Kamis, 22 Februari 2024

Pemegang Rekor Dunia Maraton, Kelvin Kiptun Tewas Kecelakaan

Budi Santoso
Senin, 12 Februari 2024 19:31:00
Mendiang Kelvin Kiptun, pemegang rekor dunia maraton asal Kenya yang meninggal karena kecelakaan mobil.(Istimewa/facebook.com/Christopher Schofield)

Murianews, Kudus – Kelvin Kiptun, pemegang rekor dunia maraton tewas dalam sebuah kecelakaan mobil. Peristiwa tragis ini terjadi pada Sabtu (10/2/2024) malam waktu Kenya.

Seperti dilansir dari Kenya Times, laporan polisi menyebutkan Kiptum tewas dalam kecelakaan lalu lintas di kawasan Hutan Kaptagat di sepanjang Jalan Eldoret-Ravine, Rwanda, Kenya. Mobil sedannya membelok dari jalan dan mendarat di parit pinggir jalan.

Pelari maraton Kenya itu diidentifikasi meninggal di tempat kejadian. Tubuhnya mengalami luka-luka serius sehingga nyawanya tidak bisa diselamatkan lagi.

Kelvin Kiptun, merupakan salah satu atlet lari top yang akan turun di Olimpiade Paris 2024, Juli nanti. Di arena ini, Kiptun diperkirakan akan bertarung ketat dengan rekan senegaranya Eliud Kipchoge.

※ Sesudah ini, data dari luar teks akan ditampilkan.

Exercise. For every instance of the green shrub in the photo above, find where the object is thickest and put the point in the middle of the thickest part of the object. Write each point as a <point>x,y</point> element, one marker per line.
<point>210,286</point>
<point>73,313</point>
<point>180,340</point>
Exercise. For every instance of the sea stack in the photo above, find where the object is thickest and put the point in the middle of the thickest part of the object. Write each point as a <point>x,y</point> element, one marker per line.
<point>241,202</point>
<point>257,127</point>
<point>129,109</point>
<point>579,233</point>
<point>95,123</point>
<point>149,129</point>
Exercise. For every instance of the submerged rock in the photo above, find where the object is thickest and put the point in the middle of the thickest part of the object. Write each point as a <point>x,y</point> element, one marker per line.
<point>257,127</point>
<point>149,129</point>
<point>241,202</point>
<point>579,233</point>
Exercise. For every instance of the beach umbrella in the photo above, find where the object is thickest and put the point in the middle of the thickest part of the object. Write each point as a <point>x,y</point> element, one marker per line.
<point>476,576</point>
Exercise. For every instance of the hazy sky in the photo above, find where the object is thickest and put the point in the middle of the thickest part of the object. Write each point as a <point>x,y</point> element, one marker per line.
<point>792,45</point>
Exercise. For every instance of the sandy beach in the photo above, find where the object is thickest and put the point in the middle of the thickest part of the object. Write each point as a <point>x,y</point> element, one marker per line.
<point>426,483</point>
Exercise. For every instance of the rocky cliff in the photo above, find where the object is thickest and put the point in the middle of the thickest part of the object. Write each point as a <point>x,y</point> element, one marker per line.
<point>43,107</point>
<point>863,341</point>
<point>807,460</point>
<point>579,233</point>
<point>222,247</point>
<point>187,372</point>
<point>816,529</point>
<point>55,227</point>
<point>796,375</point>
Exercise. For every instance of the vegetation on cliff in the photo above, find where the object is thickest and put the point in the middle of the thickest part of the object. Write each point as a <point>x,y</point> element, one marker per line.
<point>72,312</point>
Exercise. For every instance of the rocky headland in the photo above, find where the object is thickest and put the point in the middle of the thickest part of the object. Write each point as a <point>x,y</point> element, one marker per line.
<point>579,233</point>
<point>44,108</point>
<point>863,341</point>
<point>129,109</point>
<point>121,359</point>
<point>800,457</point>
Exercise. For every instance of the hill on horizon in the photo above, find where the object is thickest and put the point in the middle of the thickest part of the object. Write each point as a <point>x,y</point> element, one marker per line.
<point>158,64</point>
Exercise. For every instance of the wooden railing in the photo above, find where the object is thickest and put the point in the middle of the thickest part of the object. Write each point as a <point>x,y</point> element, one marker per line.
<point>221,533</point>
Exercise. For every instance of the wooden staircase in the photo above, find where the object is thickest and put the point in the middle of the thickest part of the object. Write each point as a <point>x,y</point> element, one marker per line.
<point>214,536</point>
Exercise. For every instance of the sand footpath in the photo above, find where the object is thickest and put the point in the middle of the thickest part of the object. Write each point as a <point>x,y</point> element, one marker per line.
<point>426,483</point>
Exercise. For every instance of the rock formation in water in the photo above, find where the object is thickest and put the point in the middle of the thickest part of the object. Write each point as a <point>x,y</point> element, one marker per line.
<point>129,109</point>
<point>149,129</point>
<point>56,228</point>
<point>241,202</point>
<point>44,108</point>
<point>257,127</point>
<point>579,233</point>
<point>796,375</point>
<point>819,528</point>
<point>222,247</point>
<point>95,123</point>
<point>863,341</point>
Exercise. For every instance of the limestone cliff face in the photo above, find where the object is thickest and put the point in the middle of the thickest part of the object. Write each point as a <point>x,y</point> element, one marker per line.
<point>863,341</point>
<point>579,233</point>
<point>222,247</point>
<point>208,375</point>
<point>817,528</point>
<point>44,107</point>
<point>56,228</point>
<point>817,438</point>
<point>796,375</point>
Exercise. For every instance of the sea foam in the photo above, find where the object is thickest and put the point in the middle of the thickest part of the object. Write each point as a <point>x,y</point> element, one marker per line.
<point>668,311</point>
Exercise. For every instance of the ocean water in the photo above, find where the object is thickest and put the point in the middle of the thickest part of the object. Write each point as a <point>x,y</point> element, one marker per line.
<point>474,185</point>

Rekan Kiptun ini adalah pelari maraton top lainnya dari Kenya, yang merupakan juara Olimpiade dua kali. Meninggalnya Kiptun pada akhirnya membuat Kipchoge kehilangan rekan sekaligus rival di lari maraton.

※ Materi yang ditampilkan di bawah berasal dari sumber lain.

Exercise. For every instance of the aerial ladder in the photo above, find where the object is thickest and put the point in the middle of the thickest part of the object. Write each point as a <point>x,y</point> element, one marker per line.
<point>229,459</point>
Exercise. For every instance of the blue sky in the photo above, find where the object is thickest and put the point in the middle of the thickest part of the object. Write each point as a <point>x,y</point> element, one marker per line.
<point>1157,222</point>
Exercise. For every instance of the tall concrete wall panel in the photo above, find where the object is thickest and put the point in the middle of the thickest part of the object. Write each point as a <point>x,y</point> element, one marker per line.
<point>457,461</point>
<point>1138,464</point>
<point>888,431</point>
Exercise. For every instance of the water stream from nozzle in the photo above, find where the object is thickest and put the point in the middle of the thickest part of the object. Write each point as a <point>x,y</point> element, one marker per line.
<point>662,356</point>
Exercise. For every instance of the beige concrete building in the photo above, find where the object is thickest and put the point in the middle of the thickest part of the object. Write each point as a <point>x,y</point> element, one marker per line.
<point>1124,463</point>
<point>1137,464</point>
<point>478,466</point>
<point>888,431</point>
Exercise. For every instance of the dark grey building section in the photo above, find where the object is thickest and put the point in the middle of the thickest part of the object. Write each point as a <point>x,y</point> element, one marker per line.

Kecelakaan mobil tunggal menewaskan Kiptun bersama dengan pelatihnya. Pada kejadian ini Kiptun diketahui menyetir sendiri mobilnya, sebelum tergelicir di sebuah belokan hingga mobilnya menabrak pohon.

Kenneth Kimaiyo, seorang teman Kiptum, mengatakan tiba di lokasi kecelakaan segera setelah peristiwa itu terjadi. Menurutnya Kiptum telah terlempar keluar dari mobil. Mobil perak yang ditumpanginya hancur pada bagian atapnya, dengan kaca jendela tidak ada yang utuh lagi.

Kiptum yang berusia berusia 24 tahun adalah salah satu pelari asal Kenya yang tengah naik daun. Pelari ini berhasil memecahkan rekor dunia hanya dalam penampilan ketiganya dalam even maraton elit.

Rekornya, terjadi pada Chicago Marathon tahun lalu, dan diratifikasi oleh federasi atletik internasional World Athletics. Kematiannya bergema di seluruh Kenya, di mana pelari ini dianggap sebagai bintang olahraga terbesar.

"Dia baru berusia 24 tahun. Kiptum adalah masa depan kita," kata Presiden Kenya William Ruto, menyampaikan duka cita seperti dilansir Kenya Times.

Kiptum dan pelatihnya, Gervais Hakizimana, tewas dalam kecelakaan tunggal di di Rwanda, pada Minggu (11/2/2024) malam waktu setempat. Kejadianya berlangsung sekitar pukul 11 malam.

Lokasi kecelakan terjadi di dekat kota Kaptagat di Kenya Barat, wilayah dataran tinggi yang terkenal sebagai basis pelatihan untuk pelari jarak jauh terbaik dari Kenya dan di seluruh dunia. Kiptum lahir dan dibesarkan di daerah tersebut.

Selain Kiptun dan pelatihnya, juga diketahui ada seorang wanita di dalam mobil yang mengalami kecelakaan. Namun identitasnya belum diketahui, dan hingga saat ini sedang menjalani perawatan serius di RS.

Sedangkan Kiptum dan Hakizimana, sang pelatih dilaporkan meninggal di tempat kejadian. Kiptum adalah manusia pertama yang mampu berlari maraton dalam waktu kurang dari 2 jam, 1 menit di perlombaan resmi.

Rekor dunia maraton yang diciptakannya adalah 2:00.35 di Chicago pada bulan Oktober 2023. Pelari ini mengalahkan rekan senegaranya yang juga pelari maraton hebat Eliud Kipchoge, yang merupakan juara Olimpiade dua kali.